By that I mean the ones suffering from PTS, Post Traumatic Stress, as it is now called. I know this because my dad was one of those survivors.
He never spoke much about his 6 years “overseas”, but I now know that it affected him so very much. Remembrance Day, for him, was another day to try and forget, but brought to the forefront by all the services being held.
He was a Sapper in the 2nd Cdn Regiment, R.C.E., 13th Field Co. His service record shows he was in England until Aug 1943, then Sicily, Italy, France and Holland.
He only spoke once of it shortly before his death in 1989. He told of working on a bridge, and turning to speak to his friend working beside him. In his words “He was gone, nothing left”. Then he just shook his head and clammed back up.
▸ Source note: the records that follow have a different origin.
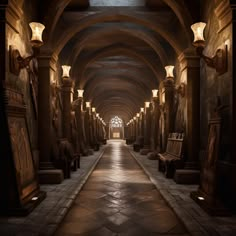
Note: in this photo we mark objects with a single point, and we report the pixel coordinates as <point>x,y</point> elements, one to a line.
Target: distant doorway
<point>116,128</point>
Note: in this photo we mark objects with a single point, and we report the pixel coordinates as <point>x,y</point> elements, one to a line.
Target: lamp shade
<point>65,71</point>
<point>147,104</point>
<point>80,93</point>
<point>37,32</point>
<point>154,93</point>
<point>88,104</point>
<point>198,30</point>
<point>169,71</point>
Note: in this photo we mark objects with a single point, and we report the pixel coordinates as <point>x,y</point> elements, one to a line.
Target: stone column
<point>66,91</point>
<point>155,124</point>
<point>167,90</point>
<point>47,173</point>
<point>147,130</point>
<point>76,105</point>
<point>190,67</point>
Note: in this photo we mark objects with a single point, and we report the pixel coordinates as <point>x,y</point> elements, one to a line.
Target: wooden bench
<point>172,158</point>
<point>138,143</point>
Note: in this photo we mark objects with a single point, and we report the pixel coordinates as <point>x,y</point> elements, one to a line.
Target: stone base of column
<point>187,176</point>
<point>211,205</point>
<point>152,155</point>
<point>145,150</point>
<point>49,175</point>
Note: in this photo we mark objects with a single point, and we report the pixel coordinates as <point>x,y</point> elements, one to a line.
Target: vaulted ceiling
<point>118,49</point>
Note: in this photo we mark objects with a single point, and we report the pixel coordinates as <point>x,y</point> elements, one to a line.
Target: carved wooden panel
<point>23,159</point>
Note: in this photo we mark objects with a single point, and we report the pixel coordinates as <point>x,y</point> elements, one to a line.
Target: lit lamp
<point>88,104</point>
<point>65,71</point>
<point>155,93</point>
<point>219,60</point>
<point>169,72</point>
<point>80,93</point>
<point>17,62</point>
<point>147,104</point>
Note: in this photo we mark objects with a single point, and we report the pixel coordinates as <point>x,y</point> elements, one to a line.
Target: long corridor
<point>119,199</point>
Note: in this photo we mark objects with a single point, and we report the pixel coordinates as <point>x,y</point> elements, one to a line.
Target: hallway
<point>119,199</point>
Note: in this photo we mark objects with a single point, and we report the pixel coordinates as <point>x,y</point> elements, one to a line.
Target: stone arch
<point>145,37</point>
<point>111,51</point>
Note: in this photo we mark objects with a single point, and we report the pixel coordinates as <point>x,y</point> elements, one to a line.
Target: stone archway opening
<point>116,128</point>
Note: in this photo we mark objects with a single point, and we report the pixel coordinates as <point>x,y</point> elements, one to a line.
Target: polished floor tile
<point>119,199</point>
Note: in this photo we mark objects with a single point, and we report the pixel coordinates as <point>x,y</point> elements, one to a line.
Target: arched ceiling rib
<point>114,51</point>
<point>106,32</point>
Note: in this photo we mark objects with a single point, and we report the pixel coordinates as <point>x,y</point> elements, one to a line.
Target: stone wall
<point>19,37</point>
<point>212,84</point>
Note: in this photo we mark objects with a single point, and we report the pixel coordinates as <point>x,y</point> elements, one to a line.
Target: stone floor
<point>119,199</point>
<point>125,212</point>
<point>197,221</point>
<point>45,218</point>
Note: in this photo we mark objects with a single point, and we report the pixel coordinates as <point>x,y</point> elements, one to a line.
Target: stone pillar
<point>167,90</point>
<point>190,69</point>
<point>76,105</point>
<point>147,127</point>
<point>47,173</point>
<point>155,124</point>
<point>66,91</point>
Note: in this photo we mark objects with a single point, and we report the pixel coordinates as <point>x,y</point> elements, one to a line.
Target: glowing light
<point>169,71</point>
<point>147,104</point>
<point>201,198</point>
<point>154,93</point>
<point>88,104</point>
<point>66,71</point>
<point>37,32</point>
<point>198,30</point>
<point>80,93</point>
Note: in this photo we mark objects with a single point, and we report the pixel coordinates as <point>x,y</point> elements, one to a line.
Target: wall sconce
<point>16,61</point>
<point>155,93</point>
<point>80,93</point>
<point>169,72</point>
<point>88,104</point>
<point>219,60</point>
<point>180,89</point>
<point>65,71</point>
<point>147,104</point>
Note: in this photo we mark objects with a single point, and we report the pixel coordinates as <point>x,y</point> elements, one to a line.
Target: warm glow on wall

I’ll never ever forget those 5 words.
Thank you Dad
And thank you to all of those whose lives have been altered by their sacrifice.
Hey! That’s MY grandma!… and my dad’s brother! Amazing what you can stumble upon googling a name. Hello long lost Edmonton relatives!
I feel like I just had a valuable lesson in family history. Even when questioned my Dad never talked about ANY of this, or any of the war… EVER.. PERIOD! Frankly, I’m not surprised.
Let us never take for granted what these brave men (and woman) fought so valiantly for…..
Hey Cousin! It surprises me your dad never spoke of this! He told the BEST stories!!! I could sit by him for hours and listen to anything he had to say. Oh Uncle El, I miss you too xoxox
Could not imagine the loss of a child, no matter how old they are. To think I almost joined the army in 1999… who knows what may have happened! My grandpa was a pilot in WWII.
Ah, the path not taken… I have a couple of those ones too.